Curiosity drives human inquiry and shapes how people learn, create, and solve problems across art, science, and technology. It draws individuals toward uncertainty and sustains engagement with complex ideas. This conference highlights the Confluence of Art, Science, Technology, and Curiosity is a space in which disciplinary boundaries blur and methods and interpretive frames move fluidly between fields. This “confluence zone” enables new forms of reasoning and representation. The liberal arts offer interpretive depth, science provides structured investigation, and technology expands human capability through material and computational tools. Curiosity connects these domains by guiding inquiry and enabling shifts in understanding.

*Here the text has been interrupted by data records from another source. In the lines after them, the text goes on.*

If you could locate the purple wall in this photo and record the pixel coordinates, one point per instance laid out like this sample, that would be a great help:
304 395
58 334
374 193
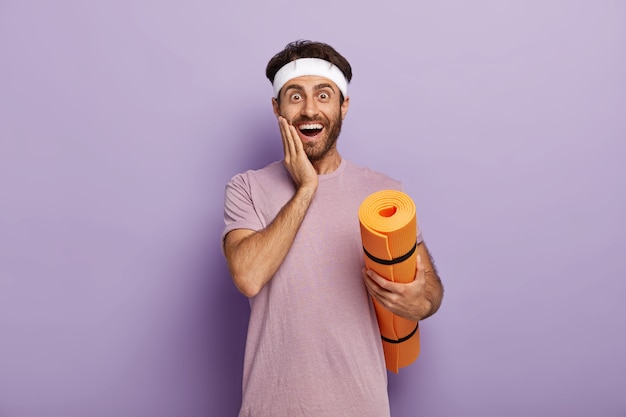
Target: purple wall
121 121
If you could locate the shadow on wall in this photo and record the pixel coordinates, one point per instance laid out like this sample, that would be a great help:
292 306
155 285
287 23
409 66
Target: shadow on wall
229 309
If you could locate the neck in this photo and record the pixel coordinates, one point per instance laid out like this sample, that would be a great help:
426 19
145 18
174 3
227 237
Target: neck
328 164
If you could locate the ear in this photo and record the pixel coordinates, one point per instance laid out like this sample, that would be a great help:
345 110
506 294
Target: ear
344 107
275 106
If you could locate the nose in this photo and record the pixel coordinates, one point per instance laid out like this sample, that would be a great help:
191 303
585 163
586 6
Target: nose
309 108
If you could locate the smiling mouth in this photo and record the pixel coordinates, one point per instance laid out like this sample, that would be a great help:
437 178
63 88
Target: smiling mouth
310 129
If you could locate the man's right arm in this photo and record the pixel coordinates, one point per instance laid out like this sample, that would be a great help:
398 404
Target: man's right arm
254 257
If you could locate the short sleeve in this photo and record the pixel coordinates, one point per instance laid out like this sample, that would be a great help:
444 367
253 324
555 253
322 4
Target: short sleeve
239 210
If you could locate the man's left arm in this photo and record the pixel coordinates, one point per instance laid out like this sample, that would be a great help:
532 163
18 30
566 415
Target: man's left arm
416 300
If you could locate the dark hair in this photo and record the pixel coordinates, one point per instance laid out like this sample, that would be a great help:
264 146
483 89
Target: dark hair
307 49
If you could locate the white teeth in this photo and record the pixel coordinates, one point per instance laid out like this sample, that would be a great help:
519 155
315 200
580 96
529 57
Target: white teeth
311 126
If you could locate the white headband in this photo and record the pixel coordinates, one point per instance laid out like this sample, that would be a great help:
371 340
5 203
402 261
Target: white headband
310 66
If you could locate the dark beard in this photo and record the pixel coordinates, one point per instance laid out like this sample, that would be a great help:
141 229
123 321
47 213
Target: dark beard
329 142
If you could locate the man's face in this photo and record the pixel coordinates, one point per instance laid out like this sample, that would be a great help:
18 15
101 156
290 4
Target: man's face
311 105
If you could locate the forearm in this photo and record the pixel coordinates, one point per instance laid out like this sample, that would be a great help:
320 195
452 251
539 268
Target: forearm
432 296
254 260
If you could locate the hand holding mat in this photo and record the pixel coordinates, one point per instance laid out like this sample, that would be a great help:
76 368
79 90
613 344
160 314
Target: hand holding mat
388 232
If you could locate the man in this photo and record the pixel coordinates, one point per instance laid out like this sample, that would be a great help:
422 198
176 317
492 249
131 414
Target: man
293 246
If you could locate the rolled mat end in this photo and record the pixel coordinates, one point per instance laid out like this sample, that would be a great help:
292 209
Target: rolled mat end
389 228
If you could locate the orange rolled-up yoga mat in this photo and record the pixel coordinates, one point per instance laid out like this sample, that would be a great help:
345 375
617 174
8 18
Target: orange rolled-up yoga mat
389 236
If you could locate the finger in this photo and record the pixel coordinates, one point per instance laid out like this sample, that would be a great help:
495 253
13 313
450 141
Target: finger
288 142
296 139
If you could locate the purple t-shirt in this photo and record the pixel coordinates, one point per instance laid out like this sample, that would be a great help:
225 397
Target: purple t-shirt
313 346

The intersection of  Art–Sci–Tech  already defines contemporary practice. Artistic research draws on scientific imaging, computation, and data visualisation. Scholars in the liberal arts and practicing artists engage with digital archives, algorithmic tools, and interactive media. Scientists employ narrative, metaphors, and visual composition to convey complex ideas. Technologists draw from design, performance, and storytelling to prototype interfaces and build new systems.
Curiosity fuels these exchanges by motivating experimentation and enabling close engagement with unfamiliar materials and perspectives.


The conference invites participants to examine these crossings, share insights from practice, and research, and reflect on how curiosity shapes discovery, creativity, and problem-solving within an interconnected Art–Sci–Tech landscape.


 Why this theme now? 


As environmental, social, and technological challenges intensify, curiosity is essential for flexible thinking. The liberal arts, contemporary art practices, science, and technology increasingly overlap in how problems are defined and approached. This theme brings these intersections into focus and invites new conversations on how curiosity shapes meaningful work.


Purpose and Scope
  • Explore the intersection of Art–Sci–Tech, a space where diverse disciplines engage in dialogue on curiosity and innovation.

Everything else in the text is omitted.